Needless to say, there would be considerable standard deviations to cope with… and it would probably take an awful lot of sampling to get anywhere near a helpful measurement. But theoretically it would be possible. And it would demonstrate what I think many professionals would believe is the very heart of Evolutionary science:
. . . . what does it take to effect changes in Reproductive Compatibility, and what are the time frames for the process?
We would have the mathematical explanation for why some populations (like Lions and Tigers) seem to look very different, but still have some rudimentary Reproductive Compatibilities. The ultimate reason for Lions and Tigers looking so different is that the originators of their respective populations headed into different ecological niches.
Tigers headed into the tropical areas of India. Lions headed into the savannah regions of Africa. And the combination of Drift and Selection produced stripes on tigers and social living on Lions. But all this was not enough to break their Reproductive Compatibility. We call them two different species for practical reasons … or out of courtesy to our elders. But it seems clear that Lions and Tigers, together, would not qualify as a Ring Species. They just “get on” way too well!
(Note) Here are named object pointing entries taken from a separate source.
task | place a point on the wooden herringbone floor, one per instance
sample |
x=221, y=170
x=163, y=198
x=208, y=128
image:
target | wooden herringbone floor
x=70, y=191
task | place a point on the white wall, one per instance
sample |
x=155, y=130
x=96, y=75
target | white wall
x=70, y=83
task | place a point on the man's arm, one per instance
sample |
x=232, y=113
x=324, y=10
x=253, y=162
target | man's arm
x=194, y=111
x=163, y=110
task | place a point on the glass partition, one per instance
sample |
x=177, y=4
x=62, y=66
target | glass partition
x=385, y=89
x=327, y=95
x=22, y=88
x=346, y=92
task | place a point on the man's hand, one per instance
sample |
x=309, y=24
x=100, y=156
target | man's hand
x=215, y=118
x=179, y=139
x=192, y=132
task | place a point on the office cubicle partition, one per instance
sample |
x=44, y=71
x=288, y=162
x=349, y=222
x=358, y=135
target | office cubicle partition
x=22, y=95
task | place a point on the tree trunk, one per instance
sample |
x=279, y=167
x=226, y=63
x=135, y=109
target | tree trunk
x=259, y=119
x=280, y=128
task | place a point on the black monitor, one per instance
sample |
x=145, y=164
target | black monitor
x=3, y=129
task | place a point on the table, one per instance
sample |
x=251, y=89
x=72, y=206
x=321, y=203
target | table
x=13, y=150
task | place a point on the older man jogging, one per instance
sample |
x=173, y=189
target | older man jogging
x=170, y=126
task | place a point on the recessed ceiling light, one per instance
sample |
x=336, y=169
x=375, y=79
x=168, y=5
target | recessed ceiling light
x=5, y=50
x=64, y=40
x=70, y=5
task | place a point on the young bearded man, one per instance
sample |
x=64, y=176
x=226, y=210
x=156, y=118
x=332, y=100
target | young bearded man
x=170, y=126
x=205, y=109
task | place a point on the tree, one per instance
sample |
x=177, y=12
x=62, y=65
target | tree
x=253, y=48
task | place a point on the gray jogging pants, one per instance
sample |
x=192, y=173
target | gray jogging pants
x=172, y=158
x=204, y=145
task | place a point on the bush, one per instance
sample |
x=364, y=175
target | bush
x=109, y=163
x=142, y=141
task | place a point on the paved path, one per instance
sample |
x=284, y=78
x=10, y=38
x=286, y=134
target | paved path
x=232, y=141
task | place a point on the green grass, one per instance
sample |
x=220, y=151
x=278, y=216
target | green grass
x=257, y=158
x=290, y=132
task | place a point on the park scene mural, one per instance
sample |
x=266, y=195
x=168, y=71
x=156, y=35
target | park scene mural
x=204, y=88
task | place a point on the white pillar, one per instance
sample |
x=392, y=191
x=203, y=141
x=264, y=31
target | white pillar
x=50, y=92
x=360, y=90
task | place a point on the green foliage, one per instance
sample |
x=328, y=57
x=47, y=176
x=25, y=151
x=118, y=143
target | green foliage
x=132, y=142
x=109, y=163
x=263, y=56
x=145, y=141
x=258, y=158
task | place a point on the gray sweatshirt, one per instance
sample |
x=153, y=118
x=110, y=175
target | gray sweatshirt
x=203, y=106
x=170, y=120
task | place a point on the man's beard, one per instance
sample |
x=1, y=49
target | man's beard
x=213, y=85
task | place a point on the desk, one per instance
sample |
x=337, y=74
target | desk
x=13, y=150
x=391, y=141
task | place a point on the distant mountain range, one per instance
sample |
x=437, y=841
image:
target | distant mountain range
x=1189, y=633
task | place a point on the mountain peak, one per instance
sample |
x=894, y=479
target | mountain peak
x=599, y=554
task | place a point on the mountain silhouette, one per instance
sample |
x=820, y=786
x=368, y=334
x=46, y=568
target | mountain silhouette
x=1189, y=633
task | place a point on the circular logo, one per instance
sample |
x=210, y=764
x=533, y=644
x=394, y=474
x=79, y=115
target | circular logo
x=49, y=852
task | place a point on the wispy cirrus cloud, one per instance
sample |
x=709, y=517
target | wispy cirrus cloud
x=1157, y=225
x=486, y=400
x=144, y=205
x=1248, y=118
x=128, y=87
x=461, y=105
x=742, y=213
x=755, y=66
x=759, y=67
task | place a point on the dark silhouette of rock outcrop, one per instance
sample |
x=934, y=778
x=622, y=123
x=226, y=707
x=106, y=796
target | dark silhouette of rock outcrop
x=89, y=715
While other populations of other creatures might look much more alike … they have stopped being able to breed with members of the other group many eons ago. And today, we still cannot answer exactly why.
In recent months, we have had at least 2 YEC-like participants insist that Speciation was not real, and that even it was, it would not lead to dramatic differences in animals (like Bears vs. Lions). But once we crack the math on Reproductive Compatibility, I think objections like those will become a dead thing from the past.